Anthony Parente, musician and psychotherapist, also found community in the troupe.
After working at the Providence Community Center for 11 years, Parente began pursuing private practice and teaching classes about empathetic, trauma-informed care at Warren Alpert Medical School.
“Private practice can be very satisfying but also isolating,” said Parente. “I was always looking for a group of musicians to play with.”
A friend connected Parente with the troupe.
“It’s been a wonderful experience,” Parente said. “I haven’t played alongside other drummers since high school marching band.”
According to Parente, the eclectic nature of the group makes it special.
“We have all different ages, backgrounds and experiences,” Parente said. “For example, I’m 54 and our youngest member is 19.”
This diversity is also reflected in the troupe’s audience.
“On the pedestrian bridge, all different kinds of people show up and dance and contribute,” Parente said. “It’s a communal experience I want to return to next summer.”
After this summer, the troupe now performs at events across Providence and Rhode Island, including a Wickford Halloween Parade on Oct. 30 during which they performed in the company of 300 people dressed as witches, Black said.
Ken Burke, the Wakefield Village Association event coordinator, recently hosted the troupe at Wakefield's Oktoberfest celebration.
“It was wonderful,” Burke said. “They have an infectious rhythm. You can’t help but want to dance, wander over and see what they’re up to.”

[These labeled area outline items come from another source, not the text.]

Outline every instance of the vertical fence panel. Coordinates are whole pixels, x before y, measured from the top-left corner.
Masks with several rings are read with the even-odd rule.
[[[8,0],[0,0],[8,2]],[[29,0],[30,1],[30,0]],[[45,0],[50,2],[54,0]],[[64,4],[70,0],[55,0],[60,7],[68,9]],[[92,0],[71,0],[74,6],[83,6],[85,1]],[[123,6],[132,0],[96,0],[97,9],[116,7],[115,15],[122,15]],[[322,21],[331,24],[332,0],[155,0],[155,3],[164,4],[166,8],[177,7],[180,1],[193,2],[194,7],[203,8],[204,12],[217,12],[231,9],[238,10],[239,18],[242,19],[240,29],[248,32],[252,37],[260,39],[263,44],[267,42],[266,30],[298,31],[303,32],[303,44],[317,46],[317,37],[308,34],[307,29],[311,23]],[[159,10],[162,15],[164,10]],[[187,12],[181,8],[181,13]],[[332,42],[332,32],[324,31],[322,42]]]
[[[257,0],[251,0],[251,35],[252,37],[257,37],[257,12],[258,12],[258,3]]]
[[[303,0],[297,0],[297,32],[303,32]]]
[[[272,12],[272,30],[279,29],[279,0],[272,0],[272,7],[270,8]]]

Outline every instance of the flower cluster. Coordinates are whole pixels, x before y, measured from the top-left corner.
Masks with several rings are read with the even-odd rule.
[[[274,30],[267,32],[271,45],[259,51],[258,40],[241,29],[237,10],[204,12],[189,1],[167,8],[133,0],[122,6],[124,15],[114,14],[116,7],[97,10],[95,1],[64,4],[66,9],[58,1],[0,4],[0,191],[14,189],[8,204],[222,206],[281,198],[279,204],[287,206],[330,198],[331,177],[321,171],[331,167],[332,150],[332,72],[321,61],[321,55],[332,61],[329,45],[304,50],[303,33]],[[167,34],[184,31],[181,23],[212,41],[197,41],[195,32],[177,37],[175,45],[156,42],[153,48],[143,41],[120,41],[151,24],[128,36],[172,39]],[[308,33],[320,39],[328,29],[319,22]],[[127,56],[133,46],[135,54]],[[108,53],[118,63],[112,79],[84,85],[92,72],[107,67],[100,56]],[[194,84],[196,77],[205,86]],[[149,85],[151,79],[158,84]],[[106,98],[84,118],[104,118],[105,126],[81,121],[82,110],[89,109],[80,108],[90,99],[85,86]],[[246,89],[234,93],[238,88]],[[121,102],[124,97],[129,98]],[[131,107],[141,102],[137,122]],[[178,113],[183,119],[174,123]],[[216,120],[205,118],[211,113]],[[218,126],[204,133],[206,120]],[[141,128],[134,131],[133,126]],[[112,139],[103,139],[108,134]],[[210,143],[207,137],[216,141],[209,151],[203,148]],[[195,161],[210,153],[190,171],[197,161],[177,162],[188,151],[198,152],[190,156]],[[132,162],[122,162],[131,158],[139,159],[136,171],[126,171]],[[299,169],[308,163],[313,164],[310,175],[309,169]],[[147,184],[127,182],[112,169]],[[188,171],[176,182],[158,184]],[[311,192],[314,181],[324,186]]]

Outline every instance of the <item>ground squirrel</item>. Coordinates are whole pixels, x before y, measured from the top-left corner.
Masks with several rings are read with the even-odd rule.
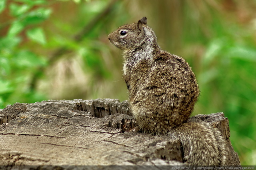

“We come to gigs and events, and we activate the event,” Parente said. “We wake people up and then move on.”
The troupe is proud of its diverse set of members all performing and living in harmony.
“Our group is (made up of) all walks of life, all genders, all colors, all political leanings,” Black said. “We demonstrate that living in harmony is not an antiquated notion. All you have to do is look at us … and you’ll see that we’re just having a good time.”